Devant cette dernière capilotade, SoftBank a annoncé hier son intention de céder jusqu'à 4.500 milliards de yen (soit 38 milliards d'euros) de participations, montant qui lui permettra de procéder à un rachat d'actions et de rembourser une partie de sa dette. Les cessions envisagées, qui ne sont pas détaillées, seront réalisées au cours des 12 prochains mois.
Le conglomérat est en effet sous intense pression financière. Son fonds Vision, qui concentre la majorité de ses actifs, a défrayé la chronique ces dernières années en investissant dans des sociétés technologiques à des niveaux de valorisation stratosphériques alors qu'elles ont réalisé de piètres performances (en particulier WeWork, Uber, ou encore Slack) : cette témérité l'a conduit à afficher des pertes nettes pour les deux derniers trimestres.
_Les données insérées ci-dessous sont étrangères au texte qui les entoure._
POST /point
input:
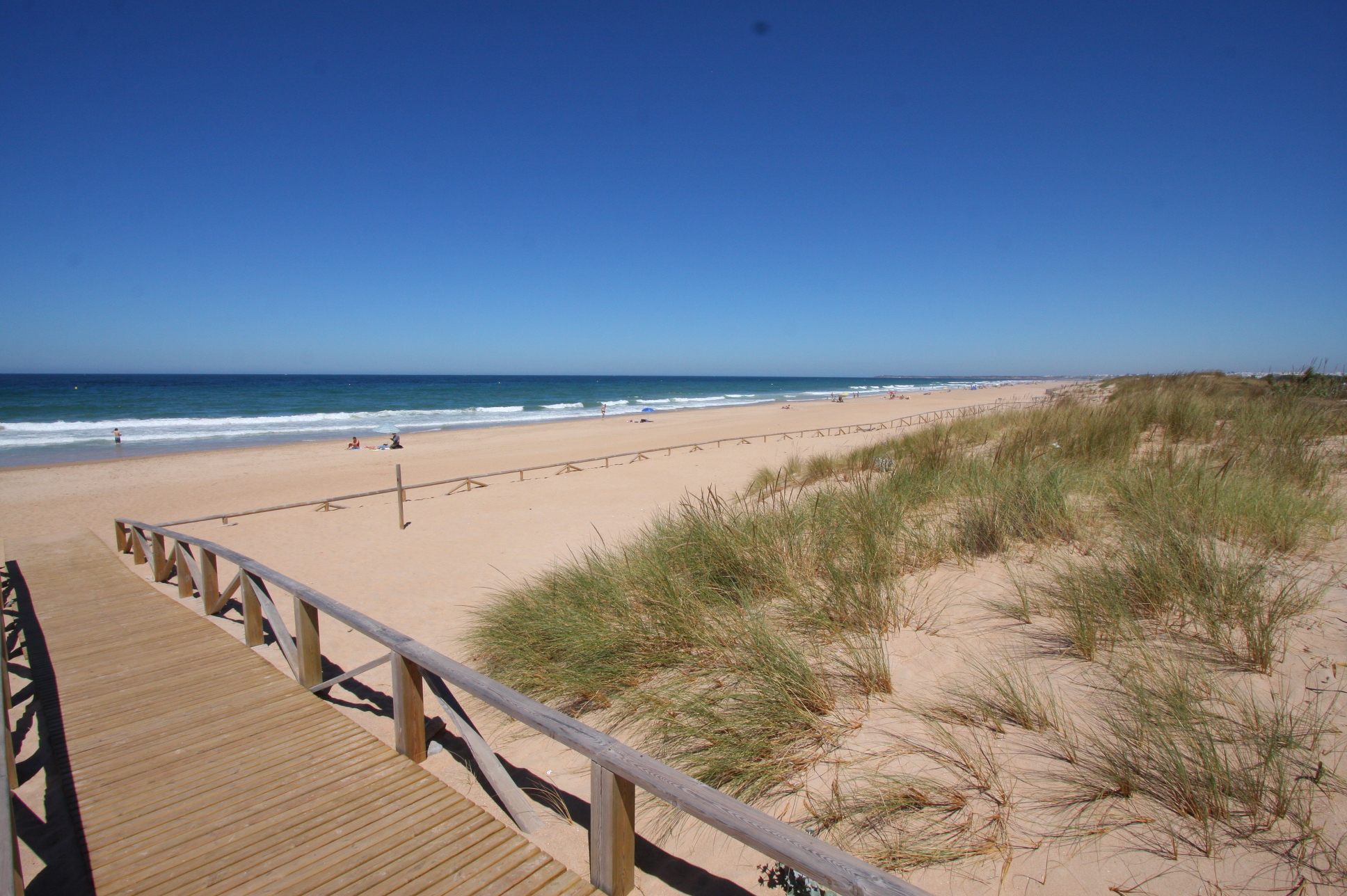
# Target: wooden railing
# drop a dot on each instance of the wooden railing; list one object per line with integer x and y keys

La crise du coronavirus et ses conséquences sur l'économie mondiale et les marchés ont amplifié la désaffection des investisseurs. L'annonce d'un premier plan de rachat d'actions de 500 milliards de yen le 13 mars, financé par de la dette, a conduit l'agence de notation S&P à dégrader la perspective de la note de crédit de SoftBank (BB+), de "stable" à "négative" et de nombreux analystes financiers à émettre des opinions défavorables sur le conglomérat, étant donné son endettement déjà pléthorique. S&P s'interrogeait sur la volonté de SoftBank de rééquilibrer son bilan puisqu'il préférait céder aux pressions de l'investisseur activiste Elliott Management, entré au capital en février et qui réclame 20 milliards de dollars de rachat d'actions pour améliorer le rendement du titre.
Dans l'annonce d'hier, le projet de rachat d'actions représentera jusqu'à 2.500 milliards de yen (soit 17 milliards d'euros) et conduira à annuler 45% des actions de SoftBank. Il intègre un premier projet annoncé le 13 mars. Le solde sera utilisé pour désendetter SoftBank, ce qui est donc censé satisfaire le marché et les agences de notation. Le groupe précise qu'il dispose d'une confortable trésorerie de 1.700 milliards de yen (soit plus de 14 milliards d'euros) au 31 décembre 2019 et que ses liquidité lui permettent de faire face à ses échéances de dette pour les 24 prochains mois ; il entend également ralentir le rythme de ses investissements.
La devinette consiste à savoir si, parmi les actifs en vente, se trouve sa participation dans le géant chinois du commerce en ligne Alibaba, valorisée plus de 100 milliards de dollars dans son portefeuille - un souhait d'Elliott.
Le marché a bien réagi à ces annonces : l'action a bondi de 18,6% hier, après avoir perdu 50% de sa valeur en un mois. Pourtant, rien n'est gagné. La volatilité et le manque de perspectives sont tels que le portefeuille d'actifs de SoftBank, qu'ils soient cotés ou non cotés, pourrait encore perdre de sa valeur.